Over the decades he appeared on dozens of prime-time series — among them “Miami Vice,” “Roseanne,” “Frasier” and three shows in the “Law & Order” franchise — and he remained active into 2020. He appeared in 30 episodes of the Amazon series “Mozart in the Jungle” as Union Bob, a rules-obsessed symphony orchestra piccolo player. His most recent roles were on the drama series “You,” as a mysterious bookstore owner and stroke victim; “Succession” (2018-19); and “Billions,” in an episode scheduled to air in May.
His final Broadway appearance was in 2013 in “The Assembled Parties,” as Judith Light’s combative Upper West Side husband. His last Off Broadway productions were “Amy and the Orphans” (2018), at the Laura Pels Theater, in which he played an autistic woman’s generally oblivious brother; and “Fern Hill,” a comic drama about retirement-age baby boomers considering a commune, at 59E59 Theaters in September.

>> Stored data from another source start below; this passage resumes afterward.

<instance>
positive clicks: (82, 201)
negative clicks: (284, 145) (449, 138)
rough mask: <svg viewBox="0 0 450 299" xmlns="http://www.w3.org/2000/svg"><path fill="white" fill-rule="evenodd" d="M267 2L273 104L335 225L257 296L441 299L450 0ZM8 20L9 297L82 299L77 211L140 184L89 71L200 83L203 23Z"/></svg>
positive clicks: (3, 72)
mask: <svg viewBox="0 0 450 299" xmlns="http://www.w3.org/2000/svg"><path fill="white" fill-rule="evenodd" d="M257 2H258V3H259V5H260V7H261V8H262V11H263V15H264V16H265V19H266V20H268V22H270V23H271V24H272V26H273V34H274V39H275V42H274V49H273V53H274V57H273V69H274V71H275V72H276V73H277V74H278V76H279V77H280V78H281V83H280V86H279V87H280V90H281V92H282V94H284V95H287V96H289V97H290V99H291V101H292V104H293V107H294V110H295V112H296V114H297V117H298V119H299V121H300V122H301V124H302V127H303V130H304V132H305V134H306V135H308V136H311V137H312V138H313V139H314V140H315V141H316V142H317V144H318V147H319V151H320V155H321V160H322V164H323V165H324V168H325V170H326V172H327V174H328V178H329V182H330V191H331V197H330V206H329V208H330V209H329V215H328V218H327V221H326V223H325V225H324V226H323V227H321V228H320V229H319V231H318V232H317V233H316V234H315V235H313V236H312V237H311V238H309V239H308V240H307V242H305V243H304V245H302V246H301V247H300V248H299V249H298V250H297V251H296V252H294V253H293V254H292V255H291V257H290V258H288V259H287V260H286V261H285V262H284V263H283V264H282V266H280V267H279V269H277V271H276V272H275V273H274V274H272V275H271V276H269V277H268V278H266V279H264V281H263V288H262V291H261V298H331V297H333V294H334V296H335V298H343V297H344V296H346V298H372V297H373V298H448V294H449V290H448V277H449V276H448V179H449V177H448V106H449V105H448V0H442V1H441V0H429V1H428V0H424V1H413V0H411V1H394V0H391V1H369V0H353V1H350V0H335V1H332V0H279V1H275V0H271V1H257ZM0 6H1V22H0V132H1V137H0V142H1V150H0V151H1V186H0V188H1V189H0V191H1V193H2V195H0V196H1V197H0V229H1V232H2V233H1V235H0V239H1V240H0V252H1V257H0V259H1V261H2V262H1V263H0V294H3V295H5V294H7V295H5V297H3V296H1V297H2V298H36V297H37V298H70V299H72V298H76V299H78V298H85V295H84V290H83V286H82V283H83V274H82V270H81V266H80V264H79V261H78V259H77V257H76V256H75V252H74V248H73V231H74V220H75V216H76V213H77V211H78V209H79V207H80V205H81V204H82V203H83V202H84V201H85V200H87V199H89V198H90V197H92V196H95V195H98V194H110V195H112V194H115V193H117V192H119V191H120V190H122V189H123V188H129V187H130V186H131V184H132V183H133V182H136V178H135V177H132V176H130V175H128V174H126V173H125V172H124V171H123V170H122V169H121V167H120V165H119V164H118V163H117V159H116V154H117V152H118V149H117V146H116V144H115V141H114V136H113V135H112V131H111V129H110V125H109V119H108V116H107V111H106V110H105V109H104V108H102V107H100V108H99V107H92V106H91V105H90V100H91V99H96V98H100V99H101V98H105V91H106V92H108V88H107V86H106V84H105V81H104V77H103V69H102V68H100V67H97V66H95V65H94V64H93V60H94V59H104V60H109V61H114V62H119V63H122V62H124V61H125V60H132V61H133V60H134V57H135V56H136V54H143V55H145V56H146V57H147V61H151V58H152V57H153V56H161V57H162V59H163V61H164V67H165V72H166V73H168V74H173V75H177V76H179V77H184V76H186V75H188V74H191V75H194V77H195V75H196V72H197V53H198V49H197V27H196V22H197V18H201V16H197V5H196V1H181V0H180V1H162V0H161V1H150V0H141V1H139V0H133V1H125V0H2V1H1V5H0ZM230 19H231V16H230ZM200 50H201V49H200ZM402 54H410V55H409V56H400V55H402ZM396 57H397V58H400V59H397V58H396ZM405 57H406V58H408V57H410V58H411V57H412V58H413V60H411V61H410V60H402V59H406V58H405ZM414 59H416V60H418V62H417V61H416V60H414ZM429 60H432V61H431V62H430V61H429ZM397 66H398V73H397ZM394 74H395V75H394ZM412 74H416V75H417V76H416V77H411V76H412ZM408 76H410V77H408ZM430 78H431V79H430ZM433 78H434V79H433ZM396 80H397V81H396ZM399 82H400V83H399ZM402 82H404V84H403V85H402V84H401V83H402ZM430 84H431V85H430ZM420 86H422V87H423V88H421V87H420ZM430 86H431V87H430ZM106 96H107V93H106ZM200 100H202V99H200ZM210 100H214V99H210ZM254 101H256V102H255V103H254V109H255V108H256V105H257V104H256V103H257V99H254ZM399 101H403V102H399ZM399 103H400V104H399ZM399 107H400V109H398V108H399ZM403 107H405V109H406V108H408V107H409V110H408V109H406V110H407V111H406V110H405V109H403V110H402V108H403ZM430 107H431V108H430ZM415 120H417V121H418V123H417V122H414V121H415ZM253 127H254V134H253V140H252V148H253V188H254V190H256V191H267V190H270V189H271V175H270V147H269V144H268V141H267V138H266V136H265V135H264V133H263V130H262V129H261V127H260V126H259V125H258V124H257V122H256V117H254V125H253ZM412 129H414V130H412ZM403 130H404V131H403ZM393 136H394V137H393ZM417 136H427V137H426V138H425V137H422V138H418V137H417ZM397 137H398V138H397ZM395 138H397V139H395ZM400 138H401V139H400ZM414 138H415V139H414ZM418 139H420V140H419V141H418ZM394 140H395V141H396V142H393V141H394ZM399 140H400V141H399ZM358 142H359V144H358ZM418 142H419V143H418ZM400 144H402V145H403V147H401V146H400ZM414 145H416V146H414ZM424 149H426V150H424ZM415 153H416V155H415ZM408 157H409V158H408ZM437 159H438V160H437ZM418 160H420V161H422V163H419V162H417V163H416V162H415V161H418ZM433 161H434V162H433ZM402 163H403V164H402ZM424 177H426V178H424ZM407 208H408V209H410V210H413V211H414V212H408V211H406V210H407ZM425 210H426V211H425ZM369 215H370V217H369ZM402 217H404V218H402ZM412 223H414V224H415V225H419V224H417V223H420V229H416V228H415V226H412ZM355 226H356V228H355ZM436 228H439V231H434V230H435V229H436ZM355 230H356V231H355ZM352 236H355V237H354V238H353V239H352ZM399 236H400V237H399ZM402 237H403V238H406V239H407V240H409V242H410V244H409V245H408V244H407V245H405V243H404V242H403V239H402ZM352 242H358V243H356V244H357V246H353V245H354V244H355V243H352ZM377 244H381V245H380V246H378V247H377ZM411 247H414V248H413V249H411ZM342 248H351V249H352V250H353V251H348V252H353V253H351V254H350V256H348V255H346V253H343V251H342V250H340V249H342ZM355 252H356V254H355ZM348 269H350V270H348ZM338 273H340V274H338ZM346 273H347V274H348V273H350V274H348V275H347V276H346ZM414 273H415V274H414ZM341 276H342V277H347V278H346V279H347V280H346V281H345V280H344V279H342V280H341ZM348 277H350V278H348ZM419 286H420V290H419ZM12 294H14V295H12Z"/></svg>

He is survived by his wife, the actress Janet Zarish; his mother; and his sister, Nancy Blum Litt.
Mr. Blum always had a special feeling for theater environments beyond Broadway. When he was appearing in Amy Herzog’s “After the Revolution” at the Williamstown Theater Festival in Massachusetts in 2010, he explained in a video interview that the place made him feel part of an artistic community “but also makes you feel enveloped by it in a way that supports you and elevates you.”
He added, “It’s like a little cushion underneath to prevent us from crashing to the earth.”